Fences
Ashland, Oregon
at the Oregon Shakespeare Festival
opening performance, February 23, 2008
The opening of Fences revealed a shaky story shakily told.
I assume that it’s the script which has inconsistencies and false starts that Oregon Shakespeare merely brought forward. Certainly this production didn’t weave together a clear or consistent or entertaining storyline from whatever August Wilson wrote.
To begin, various cast members stumbled over lines at least a half dozen times. Blowing lines in an obvious way is my personal pet peeve; it always jars me out of the moment. And, these Fences characters had tongue-tie-itis, especially the actors who appeared on stage early in the narrative.
It wasn’t just the lines that missed. The direction, characters, sound, and lighting didn’t fit quite right.
Director Leah Gardiner amped everyone’s energy up one or two notches above reasonable. Words exploded at odd moments.

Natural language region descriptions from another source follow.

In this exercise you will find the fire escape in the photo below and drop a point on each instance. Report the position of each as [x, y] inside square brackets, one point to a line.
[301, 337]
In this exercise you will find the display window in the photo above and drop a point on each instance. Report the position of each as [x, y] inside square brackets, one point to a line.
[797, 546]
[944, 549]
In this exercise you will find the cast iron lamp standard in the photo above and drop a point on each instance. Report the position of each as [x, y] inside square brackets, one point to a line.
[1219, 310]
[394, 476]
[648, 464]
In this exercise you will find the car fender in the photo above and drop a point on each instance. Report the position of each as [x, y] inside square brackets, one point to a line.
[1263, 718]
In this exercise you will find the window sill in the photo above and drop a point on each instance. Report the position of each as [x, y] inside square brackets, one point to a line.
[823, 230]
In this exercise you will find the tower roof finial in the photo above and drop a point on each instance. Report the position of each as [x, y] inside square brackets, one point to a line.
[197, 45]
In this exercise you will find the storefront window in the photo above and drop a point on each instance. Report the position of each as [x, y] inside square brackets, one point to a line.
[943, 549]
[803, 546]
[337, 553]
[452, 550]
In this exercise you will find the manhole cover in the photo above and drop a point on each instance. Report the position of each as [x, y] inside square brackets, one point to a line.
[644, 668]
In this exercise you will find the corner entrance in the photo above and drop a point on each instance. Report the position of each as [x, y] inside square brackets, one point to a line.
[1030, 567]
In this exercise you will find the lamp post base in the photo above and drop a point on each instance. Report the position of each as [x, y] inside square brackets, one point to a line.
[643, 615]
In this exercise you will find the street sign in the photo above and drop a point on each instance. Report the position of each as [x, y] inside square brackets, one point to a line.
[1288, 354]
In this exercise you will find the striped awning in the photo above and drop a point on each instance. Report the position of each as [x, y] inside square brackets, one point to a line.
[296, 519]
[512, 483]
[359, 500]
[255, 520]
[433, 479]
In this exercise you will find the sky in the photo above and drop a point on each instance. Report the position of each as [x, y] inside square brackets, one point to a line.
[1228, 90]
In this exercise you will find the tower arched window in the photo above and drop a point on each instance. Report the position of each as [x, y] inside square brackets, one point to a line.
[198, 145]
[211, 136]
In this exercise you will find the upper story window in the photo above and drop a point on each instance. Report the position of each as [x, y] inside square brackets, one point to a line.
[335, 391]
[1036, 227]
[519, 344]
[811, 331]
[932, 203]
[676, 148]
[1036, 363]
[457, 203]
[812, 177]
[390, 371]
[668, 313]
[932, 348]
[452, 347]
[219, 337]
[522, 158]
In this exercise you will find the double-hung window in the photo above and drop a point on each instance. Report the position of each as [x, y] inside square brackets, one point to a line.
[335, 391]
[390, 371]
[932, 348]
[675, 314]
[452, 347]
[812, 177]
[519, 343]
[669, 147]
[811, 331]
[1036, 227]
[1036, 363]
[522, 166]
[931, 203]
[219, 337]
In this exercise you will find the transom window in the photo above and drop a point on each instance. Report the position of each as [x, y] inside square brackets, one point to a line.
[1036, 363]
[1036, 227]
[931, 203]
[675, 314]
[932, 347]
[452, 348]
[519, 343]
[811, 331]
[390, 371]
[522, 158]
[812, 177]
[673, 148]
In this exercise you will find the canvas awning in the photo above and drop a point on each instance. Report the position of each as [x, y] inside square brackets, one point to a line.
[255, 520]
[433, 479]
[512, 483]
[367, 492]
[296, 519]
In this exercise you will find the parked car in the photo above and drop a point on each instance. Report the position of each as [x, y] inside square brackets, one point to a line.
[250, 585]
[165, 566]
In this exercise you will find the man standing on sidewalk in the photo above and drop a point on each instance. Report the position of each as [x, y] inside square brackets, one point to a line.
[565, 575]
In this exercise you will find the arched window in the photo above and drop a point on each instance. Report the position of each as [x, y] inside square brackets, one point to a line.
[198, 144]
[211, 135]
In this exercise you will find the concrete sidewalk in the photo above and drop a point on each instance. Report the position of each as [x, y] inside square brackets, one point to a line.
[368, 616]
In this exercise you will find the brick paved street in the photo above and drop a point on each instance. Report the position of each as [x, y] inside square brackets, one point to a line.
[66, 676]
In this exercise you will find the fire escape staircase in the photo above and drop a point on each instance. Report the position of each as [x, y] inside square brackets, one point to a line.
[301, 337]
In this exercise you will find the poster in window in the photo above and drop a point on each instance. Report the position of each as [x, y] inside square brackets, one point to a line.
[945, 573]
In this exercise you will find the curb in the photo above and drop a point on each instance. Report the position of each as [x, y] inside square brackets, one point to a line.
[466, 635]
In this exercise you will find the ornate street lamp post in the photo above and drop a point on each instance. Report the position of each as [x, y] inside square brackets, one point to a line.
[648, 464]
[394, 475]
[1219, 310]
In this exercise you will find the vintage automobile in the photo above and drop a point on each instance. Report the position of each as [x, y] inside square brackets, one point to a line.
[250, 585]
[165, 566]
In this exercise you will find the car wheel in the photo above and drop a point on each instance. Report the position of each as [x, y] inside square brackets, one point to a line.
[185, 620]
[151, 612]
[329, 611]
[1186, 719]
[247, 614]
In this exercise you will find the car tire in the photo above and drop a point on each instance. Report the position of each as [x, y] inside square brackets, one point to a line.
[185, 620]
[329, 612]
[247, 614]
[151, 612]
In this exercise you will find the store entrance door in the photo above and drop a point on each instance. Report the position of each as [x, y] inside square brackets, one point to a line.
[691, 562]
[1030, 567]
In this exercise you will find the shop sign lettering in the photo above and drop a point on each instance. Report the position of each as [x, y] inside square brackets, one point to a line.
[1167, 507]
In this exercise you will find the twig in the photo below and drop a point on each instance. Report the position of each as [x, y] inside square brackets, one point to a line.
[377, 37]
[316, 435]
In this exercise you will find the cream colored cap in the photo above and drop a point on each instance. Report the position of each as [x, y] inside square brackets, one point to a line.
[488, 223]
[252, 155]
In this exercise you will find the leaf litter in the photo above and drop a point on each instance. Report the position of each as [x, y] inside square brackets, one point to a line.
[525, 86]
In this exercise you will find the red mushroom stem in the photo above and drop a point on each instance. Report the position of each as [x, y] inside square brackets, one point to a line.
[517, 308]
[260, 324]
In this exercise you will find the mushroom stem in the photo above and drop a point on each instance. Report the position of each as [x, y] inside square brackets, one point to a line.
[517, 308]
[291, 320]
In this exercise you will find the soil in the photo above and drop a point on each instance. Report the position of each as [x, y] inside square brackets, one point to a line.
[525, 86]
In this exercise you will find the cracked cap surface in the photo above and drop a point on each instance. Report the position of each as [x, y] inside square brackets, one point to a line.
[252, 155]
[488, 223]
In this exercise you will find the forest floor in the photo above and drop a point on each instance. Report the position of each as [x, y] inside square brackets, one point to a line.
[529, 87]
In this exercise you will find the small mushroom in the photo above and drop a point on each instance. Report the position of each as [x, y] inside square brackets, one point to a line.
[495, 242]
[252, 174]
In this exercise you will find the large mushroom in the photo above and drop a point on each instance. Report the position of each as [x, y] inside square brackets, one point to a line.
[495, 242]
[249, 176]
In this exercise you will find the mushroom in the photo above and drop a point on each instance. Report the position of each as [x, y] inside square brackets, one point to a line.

In addition, Gardiner put me off with the playbill blurb:
“In 1957, when this play begins, nine black students, protected by federal troops, desegregated Central High School in Little Rock, Arkansas. Throughout the country, Black Americans, although aware that change was inevitable, continued to live segregated lives.”
What? Inevitable? Really, the country should have just sat back and waited then, eh? How young is this director? How clueless?